Until we may imagine and find the courage to develop an economic system which far better and more equitably distributes the resources necessary to life among all human beings, so long as we permit the few to own the productive capacity of our collective genius, just so long will we be enslaved in a system and a society which courts monumental disaster for the most selfish and small-minded of “purposes”.
Frankly, all of our histories are equally long, we share the same ancestors, the same planet, and I hold that we are all, therefore, equally entitled to the resources necessary to life, even those yet unborn … a thousand, two thousand … ten thousand years to the future, whereas we now face a greedy few who have NO compunctions about destroying everything to satisfy their own small minded, tiny hearted, self-serving, and abysmally frightened, and thoroughly pathetic ways.
How much is “enough”?
I would imagine that you have a clear idea about that, as do most human beings … it is the ones, the few who do not understand what “enough” is, that do not grasp the meaning or purpose of “money” … any more than they grasp the meaning, value, and worth of life.
DW
That is superb news, Cynthia, just the very kind I am hoping to hear.

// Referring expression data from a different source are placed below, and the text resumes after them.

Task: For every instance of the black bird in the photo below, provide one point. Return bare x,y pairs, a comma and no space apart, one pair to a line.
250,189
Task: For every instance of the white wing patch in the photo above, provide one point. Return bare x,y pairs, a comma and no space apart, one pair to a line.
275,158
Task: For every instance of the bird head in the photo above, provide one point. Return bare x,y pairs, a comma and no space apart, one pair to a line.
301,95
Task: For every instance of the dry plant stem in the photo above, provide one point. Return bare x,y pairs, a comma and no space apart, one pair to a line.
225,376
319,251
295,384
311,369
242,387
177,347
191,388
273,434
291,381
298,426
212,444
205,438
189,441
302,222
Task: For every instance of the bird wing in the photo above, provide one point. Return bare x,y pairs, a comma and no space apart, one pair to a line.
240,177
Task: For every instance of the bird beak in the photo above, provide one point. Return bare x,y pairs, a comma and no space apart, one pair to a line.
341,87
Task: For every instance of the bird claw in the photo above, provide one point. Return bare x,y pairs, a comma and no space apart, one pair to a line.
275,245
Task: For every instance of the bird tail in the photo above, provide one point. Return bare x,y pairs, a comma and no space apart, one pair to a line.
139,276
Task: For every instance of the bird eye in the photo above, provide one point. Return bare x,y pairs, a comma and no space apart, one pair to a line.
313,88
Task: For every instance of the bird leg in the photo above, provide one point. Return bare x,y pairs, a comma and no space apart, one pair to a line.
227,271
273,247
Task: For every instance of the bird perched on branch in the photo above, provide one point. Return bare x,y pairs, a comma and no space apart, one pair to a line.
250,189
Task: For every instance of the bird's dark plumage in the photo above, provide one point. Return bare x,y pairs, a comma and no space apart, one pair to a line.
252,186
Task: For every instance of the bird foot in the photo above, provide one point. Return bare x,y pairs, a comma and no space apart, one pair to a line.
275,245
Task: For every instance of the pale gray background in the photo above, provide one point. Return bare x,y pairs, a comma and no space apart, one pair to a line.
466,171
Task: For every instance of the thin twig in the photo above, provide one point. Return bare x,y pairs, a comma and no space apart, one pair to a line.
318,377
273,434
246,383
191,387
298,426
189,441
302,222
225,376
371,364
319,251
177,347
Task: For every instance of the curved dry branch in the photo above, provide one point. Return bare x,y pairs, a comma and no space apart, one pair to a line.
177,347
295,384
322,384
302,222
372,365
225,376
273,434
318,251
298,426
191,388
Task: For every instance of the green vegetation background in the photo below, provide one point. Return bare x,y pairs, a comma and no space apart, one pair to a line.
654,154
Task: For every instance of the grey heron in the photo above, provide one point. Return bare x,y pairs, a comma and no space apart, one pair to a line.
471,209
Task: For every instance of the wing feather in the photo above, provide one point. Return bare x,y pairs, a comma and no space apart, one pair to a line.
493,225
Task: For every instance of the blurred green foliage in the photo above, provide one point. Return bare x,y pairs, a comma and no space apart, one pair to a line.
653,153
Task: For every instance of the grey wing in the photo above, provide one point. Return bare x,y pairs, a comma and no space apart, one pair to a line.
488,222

When the county court clerks and the county recorders of deeds get it … when they understand … then the banks had best realize that the jig is well and truly up.
DW
The clerks are where the rubber meets the road.
What stopped the effort to trash Minnesota’s voting system with a constitutional amendment was when the county elections officials — the people who have to enact and enforce the rules and laws — saw how much this would cost local governments, both in terms of tax dollars and extra hassle, just so the Republicans could keep certain groups of Democratic-leaning voters from voting. Various rural counties would have had to forego plowing roads or hiring cops or fixing up the county nursing home, just to pay for this unfunded mandate that wouldn’t have solved the nonexistent problem for which it was touted as a fix.